Higher education music school in Mexico

The Fermatta Music University Center, also known as Centro Universitario de Música Fermatta, is an institution specializing in professional music education. Founded in 1993, it has campuses in Mexico City, Mexico, Guadalajara, Jalisco, Monterrey, Nuevo León, Querétaro, Querétaro and Puebla, Mexico.

The Fermatta Music University Center is a founding member of the International Association of Music Colleges and Universities. It is the first institution of musical education at the professional level endorsed by the Ministry of Education in Mexico.

==History==
The Fermatta Music University Center was founded in 1993 with the aim to cultivate musicians by providing modern music education.

As a pioneer in teaching contemporary music, one of the first awards Fermatta received was the certification granted by the Mexican government's Secretary of Public Education. This official recognition made it the first school capable of offering undergraduate studies in the areas of composition, execution and engineering with a focus on contemporary music.

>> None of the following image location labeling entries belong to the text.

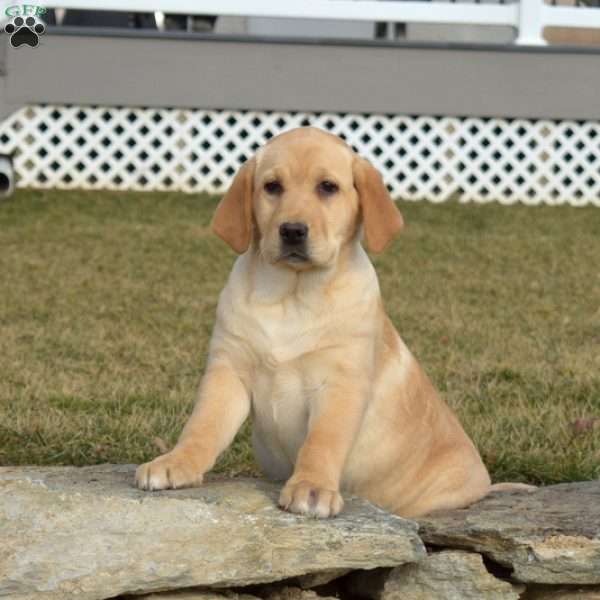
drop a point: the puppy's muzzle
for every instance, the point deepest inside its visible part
(293, 238)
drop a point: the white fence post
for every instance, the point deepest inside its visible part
(531, 23)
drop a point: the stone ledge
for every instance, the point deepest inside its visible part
(549, 536)
(87, 533)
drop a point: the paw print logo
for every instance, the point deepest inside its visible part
(24, 30)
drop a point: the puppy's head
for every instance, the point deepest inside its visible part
(302, 198)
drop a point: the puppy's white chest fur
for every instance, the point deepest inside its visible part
(279, 332)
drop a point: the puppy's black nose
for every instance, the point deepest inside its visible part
(293, 233)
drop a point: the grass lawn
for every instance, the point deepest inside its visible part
(107, 303)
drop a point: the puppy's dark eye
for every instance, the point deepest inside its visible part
(274, 188)
(327, 188)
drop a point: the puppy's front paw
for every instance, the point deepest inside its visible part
(306, 498)
(172, 470)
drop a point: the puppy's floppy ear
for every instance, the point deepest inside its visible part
(382, 221)
(232, 221)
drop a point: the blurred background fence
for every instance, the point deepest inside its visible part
(476, 101)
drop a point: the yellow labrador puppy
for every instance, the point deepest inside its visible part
(303, 344)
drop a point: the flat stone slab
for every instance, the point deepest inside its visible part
(89, 533)
(550, 536)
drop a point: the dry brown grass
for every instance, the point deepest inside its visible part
(107, 302)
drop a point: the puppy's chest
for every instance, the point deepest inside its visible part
(281, 334)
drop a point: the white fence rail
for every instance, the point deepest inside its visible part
(529, 17)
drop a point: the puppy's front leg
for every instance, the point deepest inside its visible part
(334, 422)
(222, 406)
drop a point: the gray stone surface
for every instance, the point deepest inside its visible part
(563, 593)
(194, 595)
(451, 575)
(88, 533)
(549, 536)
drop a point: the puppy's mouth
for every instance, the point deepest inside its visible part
(294, 256)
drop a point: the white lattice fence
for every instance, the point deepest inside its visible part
(433, 158)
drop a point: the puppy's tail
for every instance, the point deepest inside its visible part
(513, 487)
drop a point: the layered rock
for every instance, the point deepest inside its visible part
(549, 536)
(89, 532)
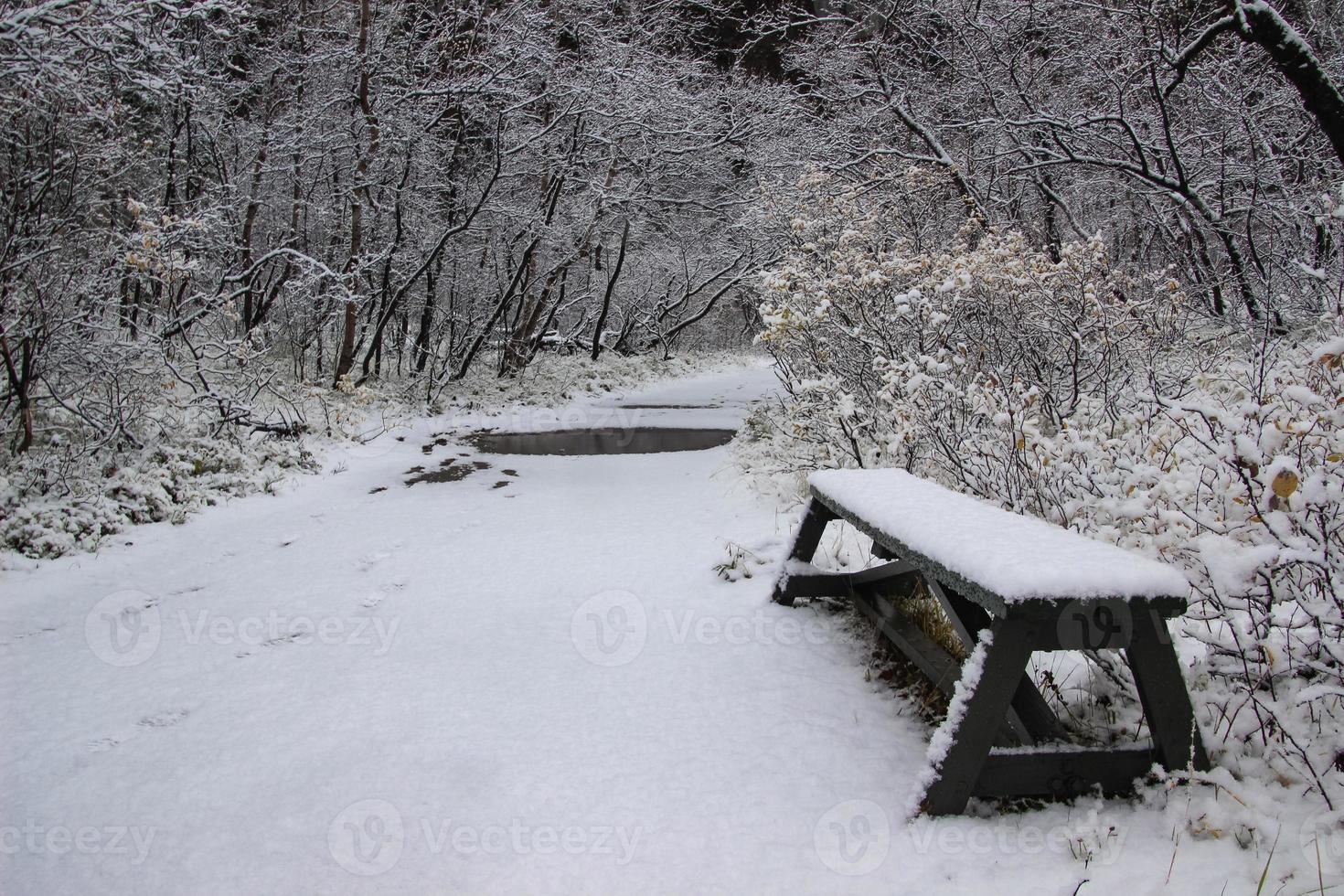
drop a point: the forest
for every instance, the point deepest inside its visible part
(1081, 260)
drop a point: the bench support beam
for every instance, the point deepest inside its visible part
(1000, 706)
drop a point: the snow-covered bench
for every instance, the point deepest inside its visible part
(1009, 584)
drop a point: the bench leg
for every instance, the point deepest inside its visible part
(1161, 689)
(805, 543)
(1029, 718)
(984, 709)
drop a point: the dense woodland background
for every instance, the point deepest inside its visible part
(240, 195)
(1085, 260)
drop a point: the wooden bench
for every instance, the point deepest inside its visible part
(1009, 584)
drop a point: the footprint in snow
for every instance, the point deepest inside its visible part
(371, 560)
(165, 719)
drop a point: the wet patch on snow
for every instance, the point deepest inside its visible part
(601, 441)
(449, 470)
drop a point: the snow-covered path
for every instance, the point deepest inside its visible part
(468, 687)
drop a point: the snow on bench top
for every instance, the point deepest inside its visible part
(1018, 558)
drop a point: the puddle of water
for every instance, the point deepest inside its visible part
(446, 472)
(669, 407)
(625, 441)
(429, 446)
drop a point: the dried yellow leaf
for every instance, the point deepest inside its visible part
(1284, 484)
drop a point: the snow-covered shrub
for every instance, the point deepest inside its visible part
(1090, 395)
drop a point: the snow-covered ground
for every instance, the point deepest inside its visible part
(471, 687)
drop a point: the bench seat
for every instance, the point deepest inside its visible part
(1009, 586)
(995, 555)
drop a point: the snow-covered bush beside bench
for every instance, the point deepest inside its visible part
(1094, 400)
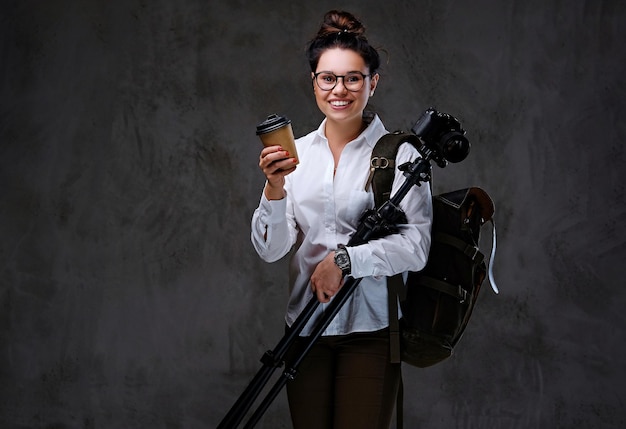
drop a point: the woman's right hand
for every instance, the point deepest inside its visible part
(276, 163)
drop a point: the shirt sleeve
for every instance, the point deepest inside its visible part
(408, 249)
(273, 229)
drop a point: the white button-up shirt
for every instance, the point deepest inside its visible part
(322, 209)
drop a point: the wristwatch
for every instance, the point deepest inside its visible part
(342, 259)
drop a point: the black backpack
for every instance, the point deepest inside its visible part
(437, 301)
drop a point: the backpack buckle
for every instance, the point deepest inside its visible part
(377, 163)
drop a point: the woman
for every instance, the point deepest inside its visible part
(347, 379)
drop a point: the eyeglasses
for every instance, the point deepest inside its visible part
(352, 81)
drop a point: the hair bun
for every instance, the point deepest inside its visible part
(336, 21)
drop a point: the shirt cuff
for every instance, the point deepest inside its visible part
(275, 210)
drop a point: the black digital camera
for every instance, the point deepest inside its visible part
(442, 137)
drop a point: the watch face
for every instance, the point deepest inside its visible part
(342, 259)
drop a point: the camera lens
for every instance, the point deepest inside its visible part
(454, 147)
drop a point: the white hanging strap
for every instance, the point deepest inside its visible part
(491, 258)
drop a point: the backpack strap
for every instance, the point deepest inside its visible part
(383, 164)
(382, 171)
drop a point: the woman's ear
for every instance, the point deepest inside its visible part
(374, 83)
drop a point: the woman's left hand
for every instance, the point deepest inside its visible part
(327, 279)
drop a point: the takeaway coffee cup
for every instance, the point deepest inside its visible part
(276, 131)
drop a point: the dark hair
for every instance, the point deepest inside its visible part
(342, 30)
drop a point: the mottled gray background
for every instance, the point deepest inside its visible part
(130, 296)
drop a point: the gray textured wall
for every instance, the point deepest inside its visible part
(130, 296)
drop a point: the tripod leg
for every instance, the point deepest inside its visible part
(320, 326)
(271, 360)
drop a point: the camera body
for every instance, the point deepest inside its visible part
(442, 136)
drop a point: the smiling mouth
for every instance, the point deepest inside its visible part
(339, 103)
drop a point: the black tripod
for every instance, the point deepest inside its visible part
(374, 224)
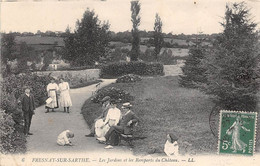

The twentieth anniversary of the university was a year of consolidation of the educational project and international recognition of the educational work of the institution. In May 2013, the International Association of Music Colleges and Universities was established in London, England, an organization to which the Fermatta University Music Center has belonged since then.

== Academic programs ==
The Fermatta Music University Center offers a range of academic programs for students seeking Bachelor's and master's degrees. These programs include:

Four-year bachelor's degree programs

- Bachelor's in Sound Engineering and Music Production
- Bachelor's in Contemporary Music Composition
- Bachelor's in Music Performance
- Bachelor's in Music and Entertainment Business

Two-year master's degree programs

- Master's in Sound Design for Film, Television and Video Games.
- Master's in International Music and Entertainment Business.

==Campus==
Fermatta Music University Center operates several campuses across different cities in Mexico. These campuses include:

- Mexico City Campus: Located in Tabacalera, Cuauhtemoc Delegation, Mexico City.
- Guadalajara Campus: Situated in Guadalajara Centro, Guadalajara, Jalisco, Mexico.
- Monterrey Campus: Found in Monterrey Center, Nuevo Leon, Mexico.
- Querétaro Campus: Located in El Retablo Neighborhood, Santiago de Querétaro, Querétaro, México.
- Puebla Campus: Located in Reforma Sur, Puebla, Puebla, Mexico.